Dilematis? Ya, tentu. Terkadang saya ingin kembali ke kantor, lebih sering saya ingin punya waktu sendiri demi menuntaskan cerita-cerita novel yang hanya memenuhi kepala saya. Tentu beda rasanya bila saya belum pernah merasakan kerja di kantor dan menghabiskan waktu untuk kerja. Saya tidak akan punya kecanduan kerja. Masalahnya, saya memang sudah kecanduan kerja. Dan pekerjaan saya yang semula di belakang meja, beralih menjadi pekerjaan dapur dan sumur. Ironisnya, jika kerja di kantor, saya bisa mendapatkan kenaikan gaji dan jabatan. Bekerja di rumah, sebagai ibu rumah tangga, hasilnya begitu-begitu saja. Tidak ada gaji. Tidak ada kenaikan pangkat.
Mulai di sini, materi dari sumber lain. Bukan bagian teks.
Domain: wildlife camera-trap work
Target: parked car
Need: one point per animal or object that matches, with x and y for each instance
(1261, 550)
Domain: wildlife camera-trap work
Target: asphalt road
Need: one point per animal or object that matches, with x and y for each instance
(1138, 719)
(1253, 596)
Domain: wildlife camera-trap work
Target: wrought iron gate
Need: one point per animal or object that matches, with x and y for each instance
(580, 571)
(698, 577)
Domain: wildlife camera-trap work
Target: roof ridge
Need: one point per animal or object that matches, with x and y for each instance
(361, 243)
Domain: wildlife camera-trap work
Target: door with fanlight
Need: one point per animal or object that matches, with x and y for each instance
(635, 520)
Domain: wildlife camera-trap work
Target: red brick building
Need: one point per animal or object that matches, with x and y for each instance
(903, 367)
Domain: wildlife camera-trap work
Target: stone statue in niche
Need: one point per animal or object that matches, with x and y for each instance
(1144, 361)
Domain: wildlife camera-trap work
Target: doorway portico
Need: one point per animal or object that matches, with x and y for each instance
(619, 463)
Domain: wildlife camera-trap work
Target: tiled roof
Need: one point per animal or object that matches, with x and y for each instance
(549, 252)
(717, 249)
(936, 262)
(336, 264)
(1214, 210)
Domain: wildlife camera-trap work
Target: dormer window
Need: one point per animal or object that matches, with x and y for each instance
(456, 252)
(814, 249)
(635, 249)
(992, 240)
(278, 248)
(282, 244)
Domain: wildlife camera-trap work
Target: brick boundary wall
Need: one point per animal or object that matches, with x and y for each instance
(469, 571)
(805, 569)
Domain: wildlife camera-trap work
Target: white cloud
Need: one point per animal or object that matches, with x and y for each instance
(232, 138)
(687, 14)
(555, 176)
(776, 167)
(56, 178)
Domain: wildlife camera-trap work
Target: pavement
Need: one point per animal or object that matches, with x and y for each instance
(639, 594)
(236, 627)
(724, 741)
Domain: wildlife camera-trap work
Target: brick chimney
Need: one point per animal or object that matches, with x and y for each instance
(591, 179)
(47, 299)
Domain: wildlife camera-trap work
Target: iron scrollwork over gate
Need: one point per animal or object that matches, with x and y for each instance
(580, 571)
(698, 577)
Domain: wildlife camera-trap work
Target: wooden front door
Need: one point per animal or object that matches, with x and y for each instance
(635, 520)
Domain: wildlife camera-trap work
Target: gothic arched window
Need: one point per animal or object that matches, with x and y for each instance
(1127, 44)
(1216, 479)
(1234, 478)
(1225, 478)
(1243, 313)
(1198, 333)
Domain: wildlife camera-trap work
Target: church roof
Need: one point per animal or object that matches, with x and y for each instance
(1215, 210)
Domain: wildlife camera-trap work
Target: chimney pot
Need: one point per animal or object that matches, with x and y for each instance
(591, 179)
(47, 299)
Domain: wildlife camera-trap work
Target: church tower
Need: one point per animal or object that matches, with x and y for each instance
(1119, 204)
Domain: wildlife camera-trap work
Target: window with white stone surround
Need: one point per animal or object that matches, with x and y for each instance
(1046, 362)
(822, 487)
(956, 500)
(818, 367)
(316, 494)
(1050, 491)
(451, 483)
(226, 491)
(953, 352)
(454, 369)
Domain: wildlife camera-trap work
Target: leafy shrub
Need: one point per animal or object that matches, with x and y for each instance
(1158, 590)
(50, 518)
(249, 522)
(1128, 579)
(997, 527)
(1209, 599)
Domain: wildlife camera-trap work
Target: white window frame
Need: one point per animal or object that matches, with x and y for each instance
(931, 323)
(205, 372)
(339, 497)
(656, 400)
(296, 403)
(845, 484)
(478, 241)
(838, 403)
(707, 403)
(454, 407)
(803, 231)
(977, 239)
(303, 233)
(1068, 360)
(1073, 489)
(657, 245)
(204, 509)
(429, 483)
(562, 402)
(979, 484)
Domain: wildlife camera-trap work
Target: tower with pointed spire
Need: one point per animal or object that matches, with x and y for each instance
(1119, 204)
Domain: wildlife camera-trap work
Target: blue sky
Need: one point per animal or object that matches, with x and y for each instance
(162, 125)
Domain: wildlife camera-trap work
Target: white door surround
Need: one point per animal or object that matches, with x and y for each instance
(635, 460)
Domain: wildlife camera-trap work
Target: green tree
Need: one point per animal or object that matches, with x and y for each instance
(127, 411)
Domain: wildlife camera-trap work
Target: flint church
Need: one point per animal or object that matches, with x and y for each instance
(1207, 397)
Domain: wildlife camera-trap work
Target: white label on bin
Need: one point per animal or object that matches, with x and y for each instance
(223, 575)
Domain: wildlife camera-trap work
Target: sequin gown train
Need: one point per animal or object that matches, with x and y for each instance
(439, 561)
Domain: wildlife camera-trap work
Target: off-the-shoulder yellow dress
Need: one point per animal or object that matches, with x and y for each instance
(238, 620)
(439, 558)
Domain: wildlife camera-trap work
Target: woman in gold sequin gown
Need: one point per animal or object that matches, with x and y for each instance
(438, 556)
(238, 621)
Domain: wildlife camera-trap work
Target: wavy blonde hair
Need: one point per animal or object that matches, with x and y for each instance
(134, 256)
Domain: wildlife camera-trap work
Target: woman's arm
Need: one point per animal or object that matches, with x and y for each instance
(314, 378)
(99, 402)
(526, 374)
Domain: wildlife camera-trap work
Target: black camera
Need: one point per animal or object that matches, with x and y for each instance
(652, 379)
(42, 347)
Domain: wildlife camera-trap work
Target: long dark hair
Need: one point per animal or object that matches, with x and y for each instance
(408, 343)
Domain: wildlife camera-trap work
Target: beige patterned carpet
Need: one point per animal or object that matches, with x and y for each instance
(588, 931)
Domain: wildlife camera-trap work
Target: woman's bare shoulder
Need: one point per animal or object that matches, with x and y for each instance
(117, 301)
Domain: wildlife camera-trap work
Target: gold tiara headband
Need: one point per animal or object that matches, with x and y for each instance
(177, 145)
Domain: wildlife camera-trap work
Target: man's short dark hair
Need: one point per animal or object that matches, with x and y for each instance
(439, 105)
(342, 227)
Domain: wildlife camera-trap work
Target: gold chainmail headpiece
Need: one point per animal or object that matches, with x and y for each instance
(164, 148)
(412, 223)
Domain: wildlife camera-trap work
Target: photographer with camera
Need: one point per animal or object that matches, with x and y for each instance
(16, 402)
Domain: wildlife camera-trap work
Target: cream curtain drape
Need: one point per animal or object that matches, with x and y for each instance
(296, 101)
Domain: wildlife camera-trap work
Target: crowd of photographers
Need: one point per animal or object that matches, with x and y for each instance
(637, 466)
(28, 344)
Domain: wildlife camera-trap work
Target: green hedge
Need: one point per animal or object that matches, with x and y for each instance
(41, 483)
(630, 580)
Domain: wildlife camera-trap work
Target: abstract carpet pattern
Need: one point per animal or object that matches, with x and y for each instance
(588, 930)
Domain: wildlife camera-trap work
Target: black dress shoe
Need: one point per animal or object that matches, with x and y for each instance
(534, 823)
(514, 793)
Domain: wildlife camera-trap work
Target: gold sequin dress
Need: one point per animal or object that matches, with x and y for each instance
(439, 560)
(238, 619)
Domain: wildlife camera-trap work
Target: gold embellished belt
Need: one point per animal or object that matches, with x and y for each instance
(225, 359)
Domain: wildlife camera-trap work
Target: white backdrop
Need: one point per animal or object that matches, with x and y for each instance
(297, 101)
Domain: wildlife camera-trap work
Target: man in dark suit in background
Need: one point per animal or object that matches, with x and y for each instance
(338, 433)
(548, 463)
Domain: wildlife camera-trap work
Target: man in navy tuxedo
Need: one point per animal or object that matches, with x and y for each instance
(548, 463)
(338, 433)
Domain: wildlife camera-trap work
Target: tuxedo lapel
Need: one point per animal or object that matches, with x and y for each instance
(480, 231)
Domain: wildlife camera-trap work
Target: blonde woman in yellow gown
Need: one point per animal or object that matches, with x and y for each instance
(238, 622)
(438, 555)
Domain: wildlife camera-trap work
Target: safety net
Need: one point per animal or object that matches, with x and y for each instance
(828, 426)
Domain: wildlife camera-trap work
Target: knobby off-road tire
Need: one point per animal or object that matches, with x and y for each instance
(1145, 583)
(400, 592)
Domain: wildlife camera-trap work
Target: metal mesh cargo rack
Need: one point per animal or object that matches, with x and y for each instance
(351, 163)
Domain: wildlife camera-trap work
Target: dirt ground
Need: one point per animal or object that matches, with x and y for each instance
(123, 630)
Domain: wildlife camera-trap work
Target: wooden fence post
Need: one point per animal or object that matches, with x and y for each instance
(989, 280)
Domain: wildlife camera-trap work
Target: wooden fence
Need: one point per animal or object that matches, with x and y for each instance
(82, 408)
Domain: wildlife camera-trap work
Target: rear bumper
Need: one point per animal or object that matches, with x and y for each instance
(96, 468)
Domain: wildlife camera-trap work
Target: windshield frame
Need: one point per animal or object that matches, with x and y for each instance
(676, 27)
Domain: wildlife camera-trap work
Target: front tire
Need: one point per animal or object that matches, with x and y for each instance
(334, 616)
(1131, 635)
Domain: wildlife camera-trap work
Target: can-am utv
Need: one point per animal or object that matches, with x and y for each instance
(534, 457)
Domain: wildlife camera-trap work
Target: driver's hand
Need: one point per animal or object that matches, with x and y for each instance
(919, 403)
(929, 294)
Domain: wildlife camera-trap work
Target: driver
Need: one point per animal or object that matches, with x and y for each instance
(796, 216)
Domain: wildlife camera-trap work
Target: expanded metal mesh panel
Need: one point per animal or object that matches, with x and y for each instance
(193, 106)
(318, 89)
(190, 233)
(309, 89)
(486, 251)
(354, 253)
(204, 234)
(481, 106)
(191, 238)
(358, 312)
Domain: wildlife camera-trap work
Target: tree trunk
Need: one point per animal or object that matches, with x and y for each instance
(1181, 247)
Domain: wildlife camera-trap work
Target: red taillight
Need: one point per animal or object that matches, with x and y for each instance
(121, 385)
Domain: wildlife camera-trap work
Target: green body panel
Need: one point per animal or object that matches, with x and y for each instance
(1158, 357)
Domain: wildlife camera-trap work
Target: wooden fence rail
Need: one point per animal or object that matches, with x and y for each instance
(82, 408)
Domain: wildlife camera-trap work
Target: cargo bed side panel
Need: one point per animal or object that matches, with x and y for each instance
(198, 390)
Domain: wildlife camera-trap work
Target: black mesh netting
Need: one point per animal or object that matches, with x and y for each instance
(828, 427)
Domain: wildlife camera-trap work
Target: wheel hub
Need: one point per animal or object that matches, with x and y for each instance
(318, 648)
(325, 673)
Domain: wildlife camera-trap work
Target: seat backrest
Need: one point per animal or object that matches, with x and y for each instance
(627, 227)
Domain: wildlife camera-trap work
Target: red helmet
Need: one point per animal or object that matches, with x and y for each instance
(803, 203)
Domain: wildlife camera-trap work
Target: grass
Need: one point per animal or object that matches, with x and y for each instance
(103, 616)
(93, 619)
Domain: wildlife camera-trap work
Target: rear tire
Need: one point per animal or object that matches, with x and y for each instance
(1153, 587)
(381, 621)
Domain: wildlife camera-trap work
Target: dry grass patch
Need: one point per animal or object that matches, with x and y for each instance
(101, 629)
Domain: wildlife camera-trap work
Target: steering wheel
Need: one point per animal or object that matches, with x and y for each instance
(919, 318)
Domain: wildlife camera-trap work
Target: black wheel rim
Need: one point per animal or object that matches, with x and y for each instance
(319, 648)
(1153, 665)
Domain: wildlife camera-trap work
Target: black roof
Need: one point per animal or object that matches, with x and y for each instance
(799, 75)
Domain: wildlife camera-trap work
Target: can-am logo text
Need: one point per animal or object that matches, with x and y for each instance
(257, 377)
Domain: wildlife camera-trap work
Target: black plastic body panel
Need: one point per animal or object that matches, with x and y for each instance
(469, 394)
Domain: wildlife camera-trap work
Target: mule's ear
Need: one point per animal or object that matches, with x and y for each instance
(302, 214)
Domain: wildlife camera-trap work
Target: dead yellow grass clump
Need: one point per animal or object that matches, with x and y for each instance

Itulah, ketika kita memandang keberhasilan itu hanya dari materi dan pangkat. Padahal, nikmatnya menjadi ibu rumah tangga, melebihi itu semua, yang baru saya rasakan ketika anak-anak lahir. Saya bisa mengasuh dan memantau perkembangan mereka dari detik ke detik, dengan mata kepala sendiri. Saya bangga menjadi fokus perhatian anak-anak. Dengan kehadiran saya selama dua puluh empat jam di sisi mereka, tak ada orang lain yang spesial di mata anak-anak, selain saya. Ketika orang lain—bahkan ayah anak-anak—mencoba menggendong bayi saya, bayi saya memberontak dan menangis tak mau. Ia hanya mau dengan saya. Itu membuat saya terharu. Kehadiran saya amat berarti bagi anak-anak. Bahkan sampai sekarang, bagi anak-anak, saya adalah nomor satu. Ya, ini bukan narsis. Kenyataannya memang demikian.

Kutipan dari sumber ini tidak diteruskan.